Tanpa berpikir panjang, aku meng-iyakan ajakannya untuk memenuhi hasrat duniawi. Hitung-hitung memanjakan retina mataku. Karena sebentar lagi ia akan rusak karena kerjaku hanya melihat laptop saja. Joe mengajakku hari ini. Walaupun jarak dari kostannya ke rumahku sekitar 54km, ia tetap menyela motor bebeknya dan berangkat ke sini. Sudah gila dia, pikirku. Ku kira dia hanya bergurau. Ternyata, satu jam berlalu, kepala dan batang hidungnya sudah nongol di depan pagar rumah. Anak ini memang sudah gila. Kapan iya berkehendak, di situ hendaknya harus terkabul.

Aku mengajaknya duduk dahulu, membakar rokok, menyeruput secangkir kopi, memulihkan tenaga, sebelum melanjutkan perjalanan kami. Ternyata, ia sangat tinggi sekali. Selama ini yang kulihat di kelas tatap maya adalah orang-orang pendek semuanya. Tapi aku salah. Aku terlalu cepat menyimpulkan sesuatu.

Selepas adzan Dzuhur berkumandang, kami bersiap-siap menuju Angso Duo. Rute yang kami ambil yaitu Kota Pariaman. Lengang sekali kota ini. Seperti kota hantu. Padahal ini hari Sabtu. Ke mana semua orang pergi?. Apakah aku sudah masuk di dimensi yang lain?. Tidak, panganaku terlalu jauh.

Tak terasa, aku telah sampai di gerbang Pantai Gandoriah. Pantai yang selalu ramai, baik siang atau malam, entah weekend ataupun weekdays. Gerbang masuk pantai ini mirip sekali dengan gerbang jalan tol. Pria bertopi hitam dan mengenakan rompi DISHUB yang aku tidak tau ia dapat darimana, selalu bertugas di sini.

            Benarkan kataku, uangku selalu terkuras ketika pergi ke sini.

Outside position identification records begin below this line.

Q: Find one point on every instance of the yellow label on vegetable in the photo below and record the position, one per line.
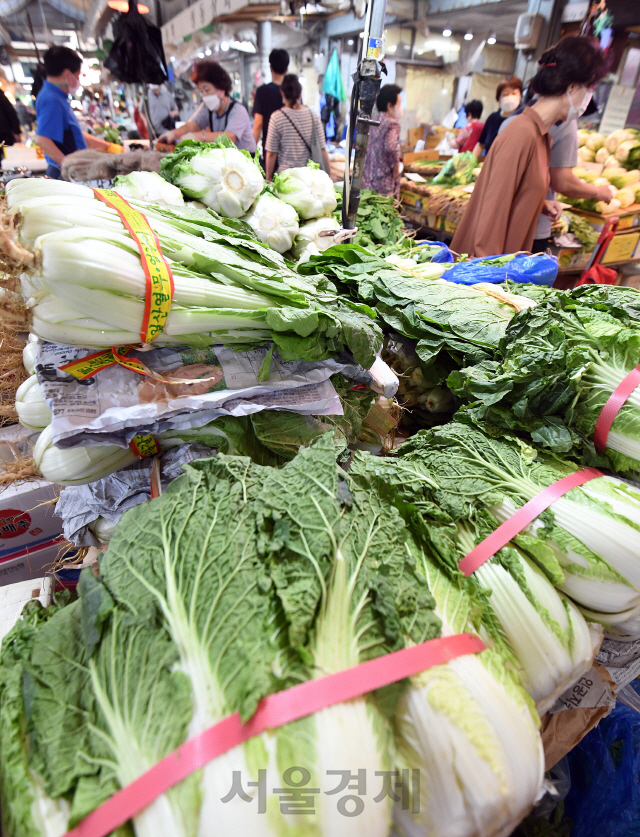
(87, 367)
(159, 279)
(90, 365)
(621, 248)
(144, 446)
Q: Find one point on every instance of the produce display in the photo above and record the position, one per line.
(618, 159)
(378, 221)
(88, 284)
(287, 466)
(458, 171)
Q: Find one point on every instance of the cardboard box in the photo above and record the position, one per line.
(621, 248)
(30, 534)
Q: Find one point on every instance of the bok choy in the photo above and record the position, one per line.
(87, 285)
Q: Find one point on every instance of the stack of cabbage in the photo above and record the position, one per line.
(231, 182)
(253, 579)
(86, 285)
(269, 437)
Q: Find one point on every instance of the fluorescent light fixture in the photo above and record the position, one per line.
(123, 6)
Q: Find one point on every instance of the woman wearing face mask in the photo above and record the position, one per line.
(218, 114)
(510, 193)
(382, 165)
(508, 96)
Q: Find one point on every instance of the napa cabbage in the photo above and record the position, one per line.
(218, 174)
(274, 222)
(149, 187)
(308, 189)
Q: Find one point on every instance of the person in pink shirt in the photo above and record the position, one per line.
(470, 134)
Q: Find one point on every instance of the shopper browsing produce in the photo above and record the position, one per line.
(508, 96)
(382, 163)
(467, 139)
(269, 96)
(564, 158)
(219, 114)
(295, 133)
(163, 109)
(58, 131)
(510, 193)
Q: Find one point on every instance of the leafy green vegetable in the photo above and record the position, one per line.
(454, 325)
(591, 534)
(218, 174)
(379, 223)
(229, 288)
(557, 366)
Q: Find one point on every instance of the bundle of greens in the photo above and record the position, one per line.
(378, 221)
(587, 543)
(87, 286)
(454, 326)
(545, 632)
(252, 579)
(557, 366)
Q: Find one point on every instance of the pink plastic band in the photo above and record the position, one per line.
(616, 401)
(522, 518)
(274, 711)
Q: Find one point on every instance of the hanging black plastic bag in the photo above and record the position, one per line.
(137, 55)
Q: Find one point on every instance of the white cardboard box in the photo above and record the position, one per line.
(30, 534)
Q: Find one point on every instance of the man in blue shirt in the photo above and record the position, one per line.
(58, 131)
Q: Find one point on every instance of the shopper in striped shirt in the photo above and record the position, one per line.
(291, 131)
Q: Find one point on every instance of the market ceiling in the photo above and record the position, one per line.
(53, 22)
(498, 19)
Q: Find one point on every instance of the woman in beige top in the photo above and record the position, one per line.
(509, 196)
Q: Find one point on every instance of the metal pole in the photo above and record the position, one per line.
(264, 47)
(367, 80)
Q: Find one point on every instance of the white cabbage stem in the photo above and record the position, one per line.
(32, 409)
(478, 752)
(79, 465)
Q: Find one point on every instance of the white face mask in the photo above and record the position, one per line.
(576, 111)
(211, 102)
(509, 103)
(73, 83)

Mulai dari uang masuk, pedagang yang memaksa, bahkan sampai untuk tempat buat duduk saja harus memesan terlebih dahulu agar bisa duduk. Dengan sedikit rasa kesal, aku harus merelakan selembar kertas berwarna hijau yang ada di dalam dompetku.

            Kuhisap sebatang rokok Surya yang kubeli sekalian dengan minuman sebagai syarat duduk di sini. “Kau pernah nyebrang ke sana?” Tanya Joe Spontan. Dengan cepat ku menjawab “Selalu, ketika bersama keluargaku pasti ke sana” jariku sambil menunjuk pulau yang ada di seberang Gandoriah.

            Tiba-tiba, seorang bapak mengenakan kaos oblong datang menghampiri kami berdua. “Mau duduk di sini saja atau mau sekalian nyebrang ke pulau, dek?” Tuturnya. Joe dengan semangatnya bertanya “berapa harga untuk sekali jalan ke sana, pak? Tanya Joe cepat. “Rp. 40.000” Jawab bapak itu langsung. Dengan segenap tenaga, Joe merogoh sakunya lalu memberikan uang berwarna biru ke pada bapak itu langsung. Entah aku senang atau sedih. Di satu sisi, aku ditraktir pergi ke sana. Di sisi lain, aku malas sekali berhadapan dengan orang yang energik, energinya tak habis-habis.

            Singkat cerita, kapal penyeberangan kami pun tiba. Kami terpaksa melepas sepatu karena kapal-kapal itu berhenti di dekat bibir pantai. Kami diberi pelampung agar kalau terjadi sesuatu yang tidak diinginkan, masih bisa diselamatkan. Naik kapal seperti ini dengan ombak yang lumayan ngeri membuat isi perutku bergoyang. Ya, aku sedikit mabuk laut.

Akhirnya, aku tiba di pulau Angso Duo. Plank namanya sebesar gaban terpampang di jembatan masuk pulau ini. Aku dan Joe mulai mengitari pulau ini. Kesalahan terbesar kami pada saat pergi ke sini adalah tidak membawa pakaian lebih atau pakaian untuk berenang. Sangat disayangkan apabila tidak berenang di sini. Pulau yang indah di tengah laut dengan pasir putih dan air jernih, sangat memanjakan retina mataku.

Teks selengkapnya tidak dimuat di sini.